Yearly statistics from 2016 to 2023 for the Principle of Electric Circuits course at Tsinghua University. The bar graphs represent the number of students, lessons, and exercises per year. The line graph showcases the average correct rate of student answers with standard deviation. Noticeable fluctuations in the data components reflect the dynamic evolution of the course content, student enrollment, and their performance
Data analysis
Figure 3 presents the basic statistics of our dataset. Notably, the dataset exhibits annual fluctuations in both the number of lessons and exercises from 2016 to 2023, reflecting the evolving nature of the course content. Such ongoing modifications hint at potential challenges associated with heterogeneous feature spaces that possess varying dimensions. Furthermore, the variations observed in student enrollments and their average accuracy rates underscore the existence of distribution shifts in the dataset.
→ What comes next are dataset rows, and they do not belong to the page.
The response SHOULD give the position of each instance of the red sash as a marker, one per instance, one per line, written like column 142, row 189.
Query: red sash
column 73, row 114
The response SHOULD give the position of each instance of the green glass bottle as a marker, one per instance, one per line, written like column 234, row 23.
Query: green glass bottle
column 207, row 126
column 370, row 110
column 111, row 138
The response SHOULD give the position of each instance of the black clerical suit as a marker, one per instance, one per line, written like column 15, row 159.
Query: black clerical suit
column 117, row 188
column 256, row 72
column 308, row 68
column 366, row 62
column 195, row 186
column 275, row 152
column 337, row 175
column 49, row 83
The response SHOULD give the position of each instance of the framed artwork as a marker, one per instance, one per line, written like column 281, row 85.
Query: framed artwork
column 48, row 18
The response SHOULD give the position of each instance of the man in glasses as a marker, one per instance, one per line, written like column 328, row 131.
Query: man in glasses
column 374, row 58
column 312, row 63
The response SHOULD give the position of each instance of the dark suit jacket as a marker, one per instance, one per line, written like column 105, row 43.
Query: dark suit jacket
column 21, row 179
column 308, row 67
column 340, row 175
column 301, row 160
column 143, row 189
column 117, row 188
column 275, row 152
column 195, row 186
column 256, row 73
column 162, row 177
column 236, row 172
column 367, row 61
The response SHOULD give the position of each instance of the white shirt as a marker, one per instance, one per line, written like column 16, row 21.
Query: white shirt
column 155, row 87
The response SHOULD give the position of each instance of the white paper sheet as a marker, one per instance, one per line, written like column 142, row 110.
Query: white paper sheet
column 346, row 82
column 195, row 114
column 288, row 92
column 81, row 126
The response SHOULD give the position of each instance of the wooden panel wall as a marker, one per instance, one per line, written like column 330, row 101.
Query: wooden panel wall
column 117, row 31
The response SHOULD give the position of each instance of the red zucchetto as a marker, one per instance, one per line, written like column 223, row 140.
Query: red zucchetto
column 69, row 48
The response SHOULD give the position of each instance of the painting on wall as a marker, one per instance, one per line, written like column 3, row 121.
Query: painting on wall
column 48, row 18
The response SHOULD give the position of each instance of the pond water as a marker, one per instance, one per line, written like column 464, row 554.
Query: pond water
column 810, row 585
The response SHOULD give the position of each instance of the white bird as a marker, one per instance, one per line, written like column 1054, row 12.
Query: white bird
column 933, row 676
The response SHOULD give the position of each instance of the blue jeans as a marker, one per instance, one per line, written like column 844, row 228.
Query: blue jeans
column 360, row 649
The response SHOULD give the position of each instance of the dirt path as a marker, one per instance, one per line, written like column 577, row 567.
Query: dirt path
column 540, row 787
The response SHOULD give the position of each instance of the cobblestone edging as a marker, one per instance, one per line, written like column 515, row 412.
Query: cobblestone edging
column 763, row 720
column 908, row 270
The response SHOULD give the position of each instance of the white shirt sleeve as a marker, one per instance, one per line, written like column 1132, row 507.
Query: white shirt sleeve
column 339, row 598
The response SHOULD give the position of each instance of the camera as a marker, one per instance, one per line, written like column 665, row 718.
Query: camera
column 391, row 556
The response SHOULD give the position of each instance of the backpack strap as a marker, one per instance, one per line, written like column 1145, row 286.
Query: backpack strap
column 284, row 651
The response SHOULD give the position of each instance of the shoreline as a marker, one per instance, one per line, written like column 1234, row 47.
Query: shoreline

To quantitatively analyze the dataset’s evolving feature-level characteristics year-over-year, we employ both single-feature and multi-feature evaluations. Using the students’ correct answer rate as a representative statistical feature, we calculate the Jensen-Shannon (JS) divergence [35] between different years (the smaller the value, the smaller the difference). As depicted in Fig. 4a, the distribution difference grows over time, with two noticeable similarity blocks: 2016–2020 and 2021–2023, confirming feature-level distribution shifts in long-term data. Moreover, in Fig. 4b, we employ the first principal component after Principal Component Analysis (PCA) for assessment. PCA is a statistical procedure that utilizes orthogonal transformation to convert a set of observations of possibly correlated variables into a set of values of linearly uncorrelated variables, called principal components. In line with our previous findings, the closeness in color intensity around the diagonal indicates a higher similarity in distributions for consecutive years. The similarity blocks also exist, but they differ from the similarity block in Fig. 4a, which might be attributed to PCA altering the feature structures and distributions. Additionally, we observe a significant discrepancy in the distribution between 2021 and its adjacent years. These findings further underscore the distribution shifts in long-term data.
a Distribution discrepancy of a single statistical feature, where deeper shades of blue signify smaller distribution differences. Data from 2016–2020 exhibit similarities amongst each other, as does the data from 2021–2023, yet significant differences exist between these two clusters. b Distribution discrepancy of single PCA features, revealing similar patterns. c Joint distribution differences of multiple PCA features. Classification outcomes from SVM trained on data from different years confirm the presence of these distribution shifts
To provide a comprehensive understanding beyond single-feature analysis, we delve into distribution discrepancies across yearly dataset splits using a classifier-based multi-feature approach. Given the heterogeneous nature of our long-term data and varying feature dimensions, as depicted in Fig. 3, directly applying traditional machine learning classifiers proves challenging due to their expectation of consistent feature dimensions. Consequently, we utilize the first 30 principal components post-PCA as a consistent feature set and employ an SVM classifier [36]. The labeling process is elaborated in Sect. “Experimental settings”. In Fig. 4c, each heatmap cell indicates classification accuracy, with the model trained on data from the x-axis year and evaluated on the y-axis year. Diagonal cells represent average accuracies from ten-fold evaluations on identical-year data. Notably, training and testing on data from 2018 to 2020 yield commendable performances, aligning with the similarity patterns observed in Fig. 4(b). However, when predicting the years 2021 to 2023, we observe substantial variances in results based on different training years, further underscoring the presence of distribution shifts.
Methodology
In this section, we present the Learning Ability Self-Adaptive Algorithm (LASA) and the accompanying interpretable prediction framework for long-term student performance prediction. The main components of LASA and the architecture of the prediction framework are illustrated in Fig. 5. To aid in understanding the methodologies presented, we provide a table of notations used throughout this section. Table 3 summarizes the symbols and their descriptions for quick reference.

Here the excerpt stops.